A mirror of a post written a long time ago in a galaxy far away.

Saturday, January 10, 2015 · 5 min read

I wrote this post a long time ago. I had become obsessed with the Mandelbrot Set after reading Professor Stewart’s Cabinet of Mathematical Curiosities, and had spent the better part of a weekend scouring the Internet for information on how to plot it. That is, information I could understand at that age. Watching the correct Mandelbrot Set appear line-by-line over the course of three hours on my mom’s old Mac was one of the more exhilerating computer-science experiences I have had.

The post first appeared on the Scratch forums on April 20, 2011 along with its accompanying Scratch implementation. In the interests of documentation and preservation, I decided to post a copy of this on my blog. Despite many temptations to change things—grammar, spelling, wording, and even some technical details—the text is identical to that posted on the forums. The purpose of posting this is not to convey the actual content to an audience, but to remind myself of how I sounded in the past and to reflect on how I sound now.

Since I do not, of course, retain a copy of the original BBCode, the text has been reformatted in Markdown. Code is left unchanged, though I was tempted to rewrite scripts using the wonderful Scratchblocks2 renderer (this post predates even the original Scratchblocks). I have also made an effort to convert the equations contained herein to MathJax/LaTeX-worthy formats to facilitate reading. This is, of course a tradeoff: I lose the original formatting of the equations (which was delightful in itself) and make the text significantly less legible in its Markdown source. I hope I have made the right decision here. The original equations can always be viewed at the archive linked above.

This is a guide on plotting the Mandelbrot Set. It’s divided into 3 parts: What is the Mandelbrot Set?, Understanding the Algorithm, and Programming the algorithm. Here is a project on plotting it, if you don’t get it.

What is the Mandelbrot Set?

The Mandelbrot Set (M-Set in short) is a fractal. It is plotted on the complex plane. It is an example of how intricate patterns can be formed from a simple math equation. It is entirely self-similar. Within the fractal, there are mini-Mandelbrot Sets, which have their own M-Sets, which have their own M-Sets, which have their own M-sets, etc.

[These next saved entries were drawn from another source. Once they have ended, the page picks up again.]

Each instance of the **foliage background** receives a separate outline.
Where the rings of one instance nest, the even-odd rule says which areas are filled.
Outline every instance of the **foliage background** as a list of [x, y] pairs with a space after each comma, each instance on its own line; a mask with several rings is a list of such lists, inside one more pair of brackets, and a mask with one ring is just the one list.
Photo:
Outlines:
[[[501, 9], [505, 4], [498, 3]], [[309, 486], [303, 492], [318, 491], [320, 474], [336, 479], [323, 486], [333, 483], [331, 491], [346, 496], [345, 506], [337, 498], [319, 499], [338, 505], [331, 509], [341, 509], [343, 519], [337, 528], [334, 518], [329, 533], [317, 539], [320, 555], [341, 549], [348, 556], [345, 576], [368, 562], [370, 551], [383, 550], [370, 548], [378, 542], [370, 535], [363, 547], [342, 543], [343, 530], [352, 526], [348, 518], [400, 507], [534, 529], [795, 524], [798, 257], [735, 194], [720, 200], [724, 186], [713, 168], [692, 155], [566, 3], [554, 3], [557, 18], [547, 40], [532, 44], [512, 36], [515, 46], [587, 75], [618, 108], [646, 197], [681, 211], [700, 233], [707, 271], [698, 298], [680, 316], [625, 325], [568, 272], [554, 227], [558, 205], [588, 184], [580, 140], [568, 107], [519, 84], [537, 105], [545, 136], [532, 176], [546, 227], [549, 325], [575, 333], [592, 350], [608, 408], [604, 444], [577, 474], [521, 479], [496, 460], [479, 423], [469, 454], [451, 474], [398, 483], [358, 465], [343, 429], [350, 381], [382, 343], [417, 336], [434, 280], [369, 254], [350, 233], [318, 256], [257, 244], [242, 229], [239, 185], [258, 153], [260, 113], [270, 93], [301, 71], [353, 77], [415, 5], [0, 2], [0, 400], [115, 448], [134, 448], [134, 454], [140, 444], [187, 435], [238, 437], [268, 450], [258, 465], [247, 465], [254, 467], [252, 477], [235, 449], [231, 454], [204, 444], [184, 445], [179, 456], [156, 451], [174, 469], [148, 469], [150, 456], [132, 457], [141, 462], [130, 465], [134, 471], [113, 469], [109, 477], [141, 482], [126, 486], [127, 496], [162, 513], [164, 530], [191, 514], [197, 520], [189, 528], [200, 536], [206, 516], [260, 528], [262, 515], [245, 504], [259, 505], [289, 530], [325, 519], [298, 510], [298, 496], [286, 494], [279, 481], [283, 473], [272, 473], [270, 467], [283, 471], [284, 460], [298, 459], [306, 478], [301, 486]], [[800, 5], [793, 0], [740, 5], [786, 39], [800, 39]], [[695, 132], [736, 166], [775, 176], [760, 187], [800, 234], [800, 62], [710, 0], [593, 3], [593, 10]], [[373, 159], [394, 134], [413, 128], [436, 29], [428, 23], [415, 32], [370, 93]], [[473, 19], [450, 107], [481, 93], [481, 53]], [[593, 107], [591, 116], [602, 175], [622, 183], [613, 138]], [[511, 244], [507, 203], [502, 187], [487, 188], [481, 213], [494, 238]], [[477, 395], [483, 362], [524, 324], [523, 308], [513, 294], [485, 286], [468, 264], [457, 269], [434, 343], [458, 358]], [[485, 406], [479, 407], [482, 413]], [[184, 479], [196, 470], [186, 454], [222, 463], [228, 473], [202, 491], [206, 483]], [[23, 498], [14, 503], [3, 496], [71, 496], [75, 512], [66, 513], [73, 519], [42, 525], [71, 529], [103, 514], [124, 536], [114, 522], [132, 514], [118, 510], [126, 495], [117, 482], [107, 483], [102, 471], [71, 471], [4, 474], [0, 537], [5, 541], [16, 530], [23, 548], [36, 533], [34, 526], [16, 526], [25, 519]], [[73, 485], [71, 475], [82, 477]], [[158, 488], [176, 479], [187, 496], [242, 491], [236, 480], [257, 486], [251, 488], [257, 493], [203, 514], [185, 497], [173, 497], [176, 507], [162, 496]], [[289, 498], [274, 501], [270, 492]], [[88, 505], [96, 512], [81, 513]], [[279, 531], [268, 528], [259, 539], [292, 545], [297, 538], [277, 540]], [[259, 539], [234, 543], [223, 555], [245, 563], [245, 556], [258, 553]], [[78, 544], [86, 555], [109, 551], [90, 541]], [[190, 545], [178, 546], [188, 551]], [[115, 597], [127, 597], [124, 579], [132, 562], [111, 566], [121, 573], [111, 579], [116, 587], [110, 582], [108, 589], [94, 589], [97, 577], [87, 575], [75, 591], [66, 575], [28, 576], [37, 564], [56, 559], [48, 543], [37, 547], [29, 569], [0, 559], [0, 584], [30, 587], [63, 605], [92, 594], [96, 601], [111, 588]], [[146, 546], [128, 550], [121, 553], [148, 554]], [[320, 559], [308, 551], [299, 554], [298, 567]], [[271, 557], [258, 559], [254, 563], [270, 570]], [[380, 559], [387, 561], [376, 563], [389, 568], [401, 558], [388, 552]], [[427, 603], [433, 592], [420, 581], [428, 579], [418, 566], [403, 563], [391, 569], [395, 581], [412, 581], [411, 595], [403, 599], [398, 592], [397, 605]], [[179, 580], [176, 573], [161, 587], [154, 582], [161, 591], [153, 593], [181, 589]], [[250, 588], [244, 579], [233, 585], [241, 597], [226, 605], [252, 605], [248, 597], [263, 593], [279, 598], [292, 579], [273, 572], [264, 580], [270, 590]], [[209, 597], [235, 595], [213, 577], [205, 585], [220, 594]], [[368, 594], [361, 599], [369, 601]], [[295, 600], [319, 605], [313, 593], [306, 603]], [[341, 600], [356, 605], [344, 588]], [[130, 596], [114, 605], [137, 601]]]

Though most representations of the M-Set have color, only the black bit is part of the set. The color is to basically show how long it took to prove that that point wasn’t in the set. However, these form cool patterns, too.

Here are some pictures:

Only the set:

Only the set

With color:

With color

Understanding the Algorithm

The M-Set is generated using the algorithm:

\[ Z_{n+1}=z_{n}^2 + C \]

Here, both $ Z $ and $ C $ are complex numbers. What are complex numbers? They’re, put simply, square roots of negative numbers. Since negative numbers can’t have square roots, we created ‘complex’ or ‘imaginary’ numbers to deal with it. ‘$ i $’ (pronounced iota) is the symbol for $ \sqrt{-1} $. Complex numbers are expressed as multiples of $ i $, like $ 3i $. They are graphed on a number line perpendicular to the number line we all know. The resultant plane is called the complex plane, and is where we will graph the Mandelbrot Set.

The complex plane:

-1  0 +1

Complex numbers are defined as the sum of a real number and an imaginary number. Examples are $ 3i + 1 $ or $ 4i - 2 $.

In this expression, C is the complex number for which you are testing whether or not it’s in the M-Set (it will define a single point on the complex plane — C is a real number plus an imaginary one, remember?). Here’s how you use it: You set Z to 0. Then set $ Z $ to $ Z^2 + C $. We call this action iteration. For example, if C was 3 (I’m using a real number for simplicity), $ z $ would be:

\[ 0 \] \[ 0^2 + 3 = 3 \] \[ 3^2 + 3 = 12 \] \[ 12^2 + 3 = 147 \]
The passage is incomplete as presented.